Ale z Ekstraklasy SA słychać było w ostatnich dniach dość optymistyczne przewidywania, że liga mogłaby wrócić np. w piątek 22 maja lub tydzień później. Polska liga jest w innej sytuacji niż najsilniejsze ligi kontynentu. Według wstępnych planów kalendarzowych UEFA ligi z miejsc 16-55 w rankingu UEFA musiałyby ze względu na eliminacje europejskich pucharów zakończyć sezony najpóźniej 26 lipca. A ligi sklasyfikowane wyżej miałyby czas do sierpnia. W jednym z rozważanych wariantów ESA miałaby skończyć sezon 19 lipca, a potem byłby czas na dogranie Pucharu Polski.

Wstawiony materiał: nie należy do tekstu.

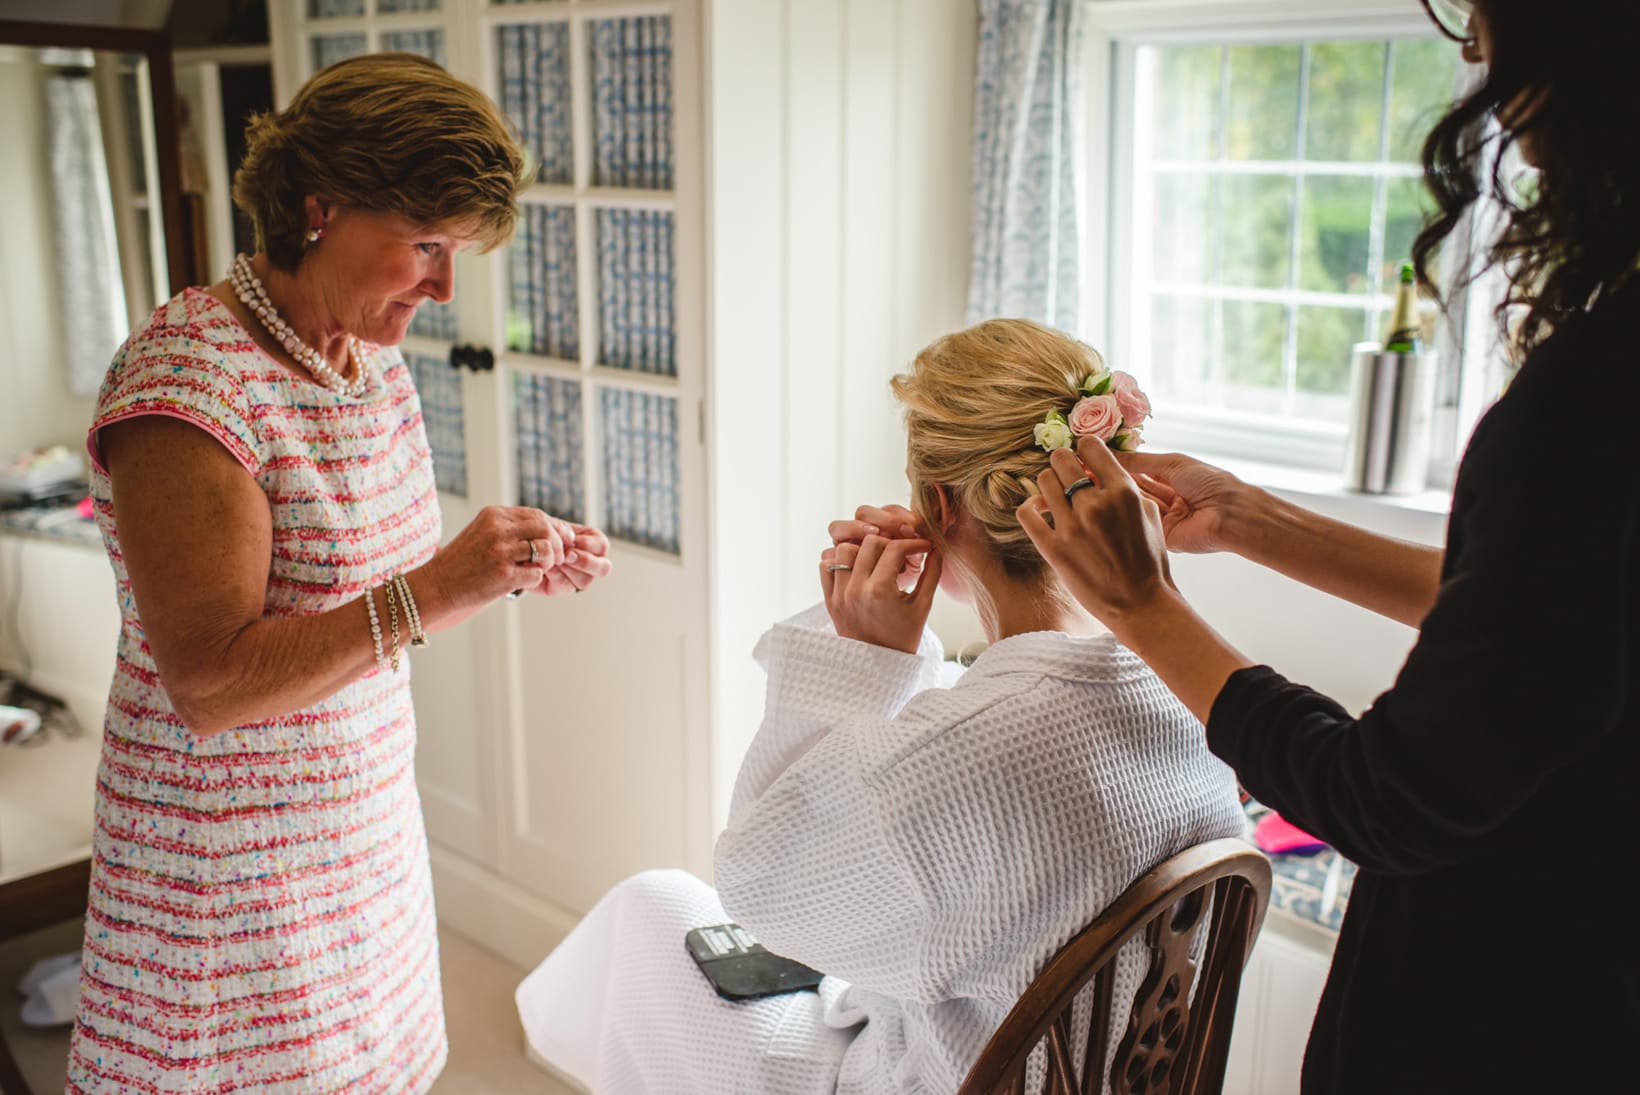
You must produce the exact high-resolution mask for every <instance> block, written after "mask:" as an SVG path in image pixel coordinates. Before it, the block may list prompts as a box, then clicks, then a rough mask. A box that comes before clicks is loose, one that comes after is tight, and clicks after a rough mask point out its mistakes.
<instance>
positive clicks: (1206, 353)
mask: <svg viewBox="0 0 1640 1095" xmlns="http://www.w3.org/2000/svg"><path fill="white" fill-rule="evenodd" d="M1210 321H1212V315H1210V302H1207V300H1202V298H1199V297H1169V295H1166V293H1158V295H1156V297H1155V298H1153V300H1151V331H1153V336H1151V348H1150V366H1151V375H1153V380H1151V387H1153V395H1158V397H1163V398H1166V397H1176V398H1179V402H1182V403H1200V402H1205V398H1207V393H1205V388H1207V377H1209V375H1210V369H1209V366H1210V362H1209V361H1207V348H1209V344H1210V343H1209V334H1210V333H1212V328H1210Z"/></svg>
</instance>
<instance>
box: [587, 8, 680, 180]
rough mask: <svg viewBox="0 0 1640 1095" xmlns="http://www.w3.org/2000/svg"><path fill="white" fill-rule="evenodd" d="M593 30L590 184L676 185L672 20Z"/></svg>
mask: <svg viewBox="0 0 1640 1095" xmlns="http://www.w3.org/2000/svg"><path fill="white" fill-rule="evenodd" d="M590 28H592V133H594V148H592V182H594V185H600V187H641V189H646V190H671V189H672V161H674V156H672V18H671V16H669V15H645V16H638V18H630V20H597V21H594V23H590Z"/></svg>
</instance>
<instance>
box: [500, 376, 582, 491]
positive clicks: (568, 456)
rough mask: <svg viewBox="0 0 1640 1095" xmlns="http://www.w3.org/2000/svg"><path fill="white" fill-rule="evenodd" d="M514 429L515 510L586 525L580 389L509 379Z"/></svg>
mask: <svg viewBox="0 0 1640 1095" xmlns="http://www.w3.org/2000/svg"><path fill="white" fill-rule="evenodd" d="M513 428H515V431H517V436H518V505H528V507H536V508H538V510H546V511H548V513H551V515H553V516H561V518H566V520H569V521H577V523H585V520H587V498H585V487H584V485H582V484H584V474H582V472H584V467H582V462H581V461H582V456H581V454H582V449H584V446H582V441H581V385H579V384H577V382H574V380H561V379H558V377H536V375H530V374H525V372H517V374H513Z"/></svg>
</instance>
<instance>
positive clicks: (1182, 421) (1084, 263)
mask: <svg viewBox="0 0 1640 1095" xmlns="http://www.w3.org/2000/svg"><path fill="white" fill-rule="evenodd" d="M1435 33H1437V31H1435V28H1433V26H1432V25H1430V21H1428V18H1427V16H1425V15H1424V10H1422V8H1420V7H1419V5H1417V3H1414V2H1412V0H1087V31H1086V57H1087V62H1086V64H1087V67H1086V77H1087V79H1086V105H1087V154H1086V159H1084V162H1086V166H1087V177H1086V182H1087V190H1086V192H1087V210H1089V216H1087V228H1086V234H1084V270H1087V277H1086V279H1084V287H1086V289H1084V293H1086V297H1084V302H1082V305H1084V307H1082V315H1084V316H1086V320H1084V323H1086V328H1084V329H1086V331H1087V333H1089V334H1091V341H1092V343H1094V344H1096V346H1099V348H1100V349H1105V351H1109V357H1110V361H1112V362H1114V364H1115V367H1122V362H1125V361H1133V356H1132V352H1130V351H1132V348H1133V331H1132V329H1127V326H1128V316H1130V315H1132V305H1133V300H1132V284H1130V280H1128V279H1127V277H1125V275H1122V272H1123V270H1132V269H1133V264H1135V252H1133V231H1132V225H1133V195H1132V193H1130V192H1128V190H1130V189H1128V187H1125V184H1123V182H1122V175H1120V174H1118V172H1128V170H1130V167H1132V162H1133V159H1132V157H1133V154H1135V133H1133V69H1135V54H1137V49H1138V48H1141V46H1169V44H1205V43H1212V44H1235V43H1271V41H1294V43H1297V41H1304V39H1348V38H1360V39H1383V38H1405V36H1432V34H1435ZM1453 49H1456V44H1453ZM1466 239H1468V233H1463V231H1460V233H1455V236H1453V239H1451V243H1453V244H1455V246H1461V244H1463V243H1465V241H1466ZM1491 285H1492V284H1491V282H1487V284H1486V289H1491ZM1481 295H1483V292H1466V293H1460V295H1456V298H1455V302H1453V316H1455V318H1453V321H1450V323H1442V325H1440V346H1438V351H1440V354H1442V361H1443V362H1446V364H1443V377H1442V385H1440V387H1442V388H1443V395H1442V398H1440V407H1438V408H1437V415H1435V438H1433V452H1435V456H1433V457H1432V466H1430V485H1432V487H1445V485H1450V482H1451V475H1453V470H1455V464H1456V456H1458V452H1460V451H1461V446H1463V441H1465V439H1466V438H1468V433H1469V428H1473V425H1474V421H1476V418H1478V416H1479V413H1481V411H1483V410H1484V405H1486V402H1489V398H1491V393H1496V390H1497V366H1496V364H1494V362H1497V359H1499V356H1497V346H1496V339H1494V338H1492V333H1491V326H1494V325H1492V313H1491V305H1489V303H1486V302H1481V300H1479V297H1481ZM1471 302H1474V303H1471ZM1450 362H1456V369H1455V370H1453V367H1451V364H1450ZM1137 364H1138V366H1140V367H1141V369H1143V367H1145V362H1137ZM1156 426H1158V428H1161V429H1158V433H1163V431H1164V433H1166V436H1164V438H1163V439H1164V441H1166V444H1168V448H1187V449H1189V451H1191V452H1194V454H1200V456H1205V457H1209V459H1212V457H1228V459H1232V461H1237V459H1240V461H1258V462H1260V464H1266V466H1276V467H1291V469H1301V470H1302V472H1305V474H1314V472H1315V469H1325V467H1338V479H1340V482H1342V452H1343V444H1345V426H1330V428H1302V426H1299V425H1296V423H1284V421H1281V420H1273V421H1258V420H1255V416H1251V415H1241V416H1225V418H1220V420H1217V421H1215V420H1212V418H1207V416H1199V418H1197V416H1192V420H1191V421H1181V423H1168V425H1166V426H1163V423H1161V421H1158V423H1156Z"/></svg>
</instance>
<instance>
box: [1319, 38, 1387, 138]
mask: <svg viewBox="0 0 1640 1095" xmlns="http://www.w3.org/2000/svg"><path fill="white" fill-rule="evenodd" d="M1386 54H1387V46H1386V43H1320V44H1315V46H1312V48H1310V89H1309V90H1310V100H1309V115H1307V123H1305V128H1304V136H1305V144H1304V159H1309V161H1376V159H1378V134H1379V120H1381V116H1383V105H1384V57H1386Z"/></svg>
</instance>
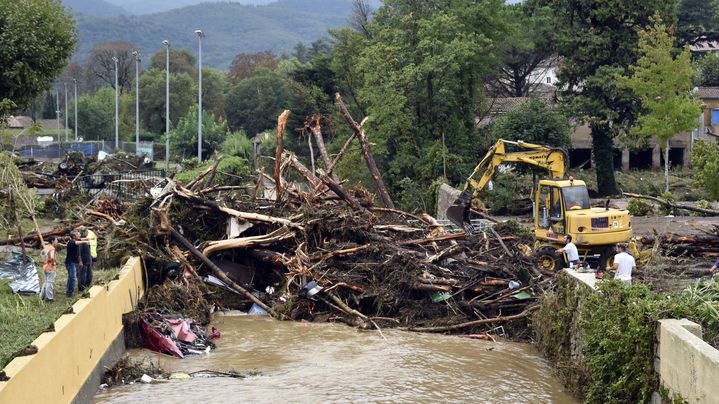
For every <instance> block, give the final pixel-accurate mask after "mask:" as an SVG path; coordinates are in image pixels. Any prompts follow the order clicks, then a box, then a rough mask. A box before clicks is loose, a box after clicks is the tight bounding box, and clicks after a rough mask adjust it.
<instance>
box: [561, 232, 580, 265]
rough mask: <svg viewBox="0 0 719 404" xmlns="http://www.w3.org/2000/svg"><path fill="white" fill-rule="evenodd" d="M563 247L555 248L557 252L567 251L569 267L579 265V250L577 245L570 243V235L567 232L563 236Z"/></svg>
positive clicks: (567, 258) (570, 236) (566, 251)
mask: <svg viewBox="0 0 719 404" xmlns="http://www.w3.org/2000/svg"><path fill="white" fill-rule="evenodd" d="M564 243H565V244H564V247H563V248H558V249H557V250H556V253H557V254H561V253H564V252H566V253H567V261H569V267H570V268H576V267H577V266H579V251H578V250H577V246H576V245H574V243H572V236H570V235H569V234H567V235H566V236H564Z"/></svg>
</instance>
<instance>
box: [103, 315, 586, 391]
mask: <svg viewBox="0 0 719 404" xmlns="http://www.w3.org/2000/svg"><path fill="white" fill-rule="evenodd" d="M213 324H214V325H215V327H217V328H218V329H219V330H220V331H221V332H222V337H221V338H220V339H219V340H218V341H217V349H216V350H213V351H212V352H211V353H209V354H203V355H192V356H189V357H187V358H185V359H175V358H171V357H168V356H164V355H157V354H154V353H152V352H148V351H145V350H133V351H131V352H130V355H131V356H132V357H133V358H135V359H139V358H145V357H149V358H152V359H153V360H155V361H159V362H160V365H161V366H162V368H163V369H165V370H168V371H171V372H192V371H197V370H203V369H211V370H216V371H228V370H235V371H238V372H241V373H246V372H249V371H251V370H257V371H259V372H260V374H259V375H256V376H250V377H248V378H245V379H235V378H226V377H214V378H208V377H195V378H192V379H186V380H170V381H168V382H164V383H158V384H134V385H127V386H120V387H114V388H111V389H108V390H104V391H101V392H100V393H98V394H97V395H96V396H95V402H98V403H143V402H144V403H150V402H212V403H234V402H320V401H325V402H336V401H344V402H348V401H352V402H356V401H361V402H367V401H392V402H468V401H471V402H490V403H494V402H512V403H520V402H521V403H548V402H554V403H577V402H578V401H577V400H576V399H574V398H573V397H572V396H570V395H569V394H568V393H567V392H565V391H564V389H563V388H562V385H561V383H560V382H559V381H558V380H557V379H555V378H554V377H553V376H552V375H551V368H550V367H549V365H548V364H547V362H546V361H545V360H544V359H542V357H541V356H540V355H539V354H538V353H537V352H536V351H535V350H534V348H533V347H532V346H530V345H526V344H517V343H510V342H497V343H493V342H487V341H478V340H470V339H466V338H460V337H455V336H443V335H431V334H417V333H409V332H402V331H395V330H384V331H383V334H384V338H383V336H382V335H380V333H378V332H376V331H359V330H356V329H354V328H351V327H348V326H346V325H343V324H311V323H298V322H288V321H284V322H280V321H275V320H272V319H270V318H267V317H257V316H244V315H243V316H239V315H221V316H217V317H215V320H214V323H213Z"/></svg>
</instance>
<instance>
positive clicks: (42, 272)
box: [0, 251, 119, 368]
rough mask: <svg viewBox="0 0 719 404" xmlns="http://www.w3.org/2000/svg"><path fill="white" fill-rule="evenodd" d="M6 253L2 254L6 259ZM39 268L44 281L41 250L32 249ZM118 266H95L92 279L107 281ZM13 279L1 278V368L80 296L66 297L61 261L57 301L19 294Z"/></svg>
mask: <svg viewBox="0 0 719 404" xmlns="http://www.w3.org/2000/svg"><path fill="white" fill-rule="evenodd" d="M5 256H6V254H0V259H3V260H4V259H5ZM32 258H33V259H34V260H35V263H36V266H37V267H38V272H40V285H42V283H43V281H44V275H43V272H42V264H41V260H40V256H39V254H38V251H32ZM64 261H65V253H64V251H60V252H58V262H60V263H62V262H64ZM118 272H119V268H112V269H107V270H94V271H93V282H94V283H95V284H101V285H102V284H105V283H107V282H108V281H110V280H111V279H112V278H114V277H115V275H117V273H118ZM9 283H10V280H5V279H3V280H0V368H3V367H5V365H7V364H8V362H10V360H11V359H12V357H13V355H14V354H15V353H16V352H19V351H21V350H22V349H23V348H25V347H26V346H28V345H29V344H30V343H31V342H32V341H33V340H34V339H35V338H37V336H38V335H40V334H41V333H43V332H44V331H47V330H48V329H49V328H50V327H51V326H52V324H53V323H54V322H55V320H57V318H58V317H60V315H62V314H63V313H64V312H65V311H66V310H67V309H68V308H69V307H70V306H71V305H72V304H73V303H75V302H76V301H77V300H78V299H79V298H80V297H81V296H80V295H79V294H78V293H77V290H76V291H75V295H73V296H72V297H67V296H66V295H65V287H66V285H67V270H65V266H64V265H62V264H59V265H58V270H57V277H56V279H55V301H54V302H52V303H45V302H43V301H42V300H41V299H40V296H18V295H16V294H14V293H12V290H11V289H10V286H8V285H9Z"/></svg>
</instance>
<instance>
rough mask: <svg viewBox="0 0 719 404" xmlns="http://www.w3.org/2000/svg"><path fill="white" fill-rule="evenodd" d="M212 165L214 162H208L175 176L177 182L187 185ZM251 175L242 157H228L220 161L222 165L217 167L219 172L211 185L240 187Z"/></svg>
mask: <svg viewBox="0 0 719 404" xmlns="http://www.w3.org/2000/svg"><path fill="white" fill-rule="evenodd" d="M212 164H214V162H213V161H208V162H205V163H203V164H202V165H200V166H197V167H195V168H192V169H186V170H185V171H182V172H180V173H178V174H177V175H176V176H175V180H177V181H179V182H181V183H183V184H187V183H189V182H190V181H192V180H194V179H195V178H197V176H198V175H200V173H201V172H202V171H204V170H205V169H207V168H208V167H210V166H211V165H212ZM249 174H250V170H249V164H248V162H247V160H246V159H244V158H242V157H236V156H228V157H225V158H223V159H222V161H220V164H219V165H218V166H217V172H216V173H215V176H214V178H213V179H212V182H211V183H212V184H215V185H239V184H241V183H242V182H243V180H245V179H247V177H248V176H249ZM208 185H209V184H208Z"/></svg>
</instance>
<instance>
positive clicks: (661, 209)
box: [659, 192, 679, 216]
mask: <svg viewBox="0 0 719 404" xmlns="http://www.w3.org/2000/svg"><path fill="white" fill-rule="evenodd" d="M661 198H662V199H664V200H666V201H667V202H676V200H677V198H676V197H675V196H674V194H672V193H671V192H665V193H663V194H662V196H661ZM659 214H661V215H664V216H666V215H674V216H677V215H678V214H679V212H678V210H677V209H673V208H670V207H668V206H666V205H659Z"/></svg>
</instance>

- Na razie nie myślimy nad żadnym alternatywnym planem dokończenia sezonu, bo realny jest taki scenariusz, że będziemy jednak mogli grać normalnie, bez koszarowania piłkarzy - mówi Michał Świerczewski, który wcześniej zgłaszał w imieniu Rakowa plan dogrania ligi w warunkach kwarantanny, po skoszarowaniu piłkarzy w kilku ośrodkach. - Oczywiście ten wariant normalny musiałby zakładać mecze bez kibiców. Ale coś za coś - mówi Świerczewski.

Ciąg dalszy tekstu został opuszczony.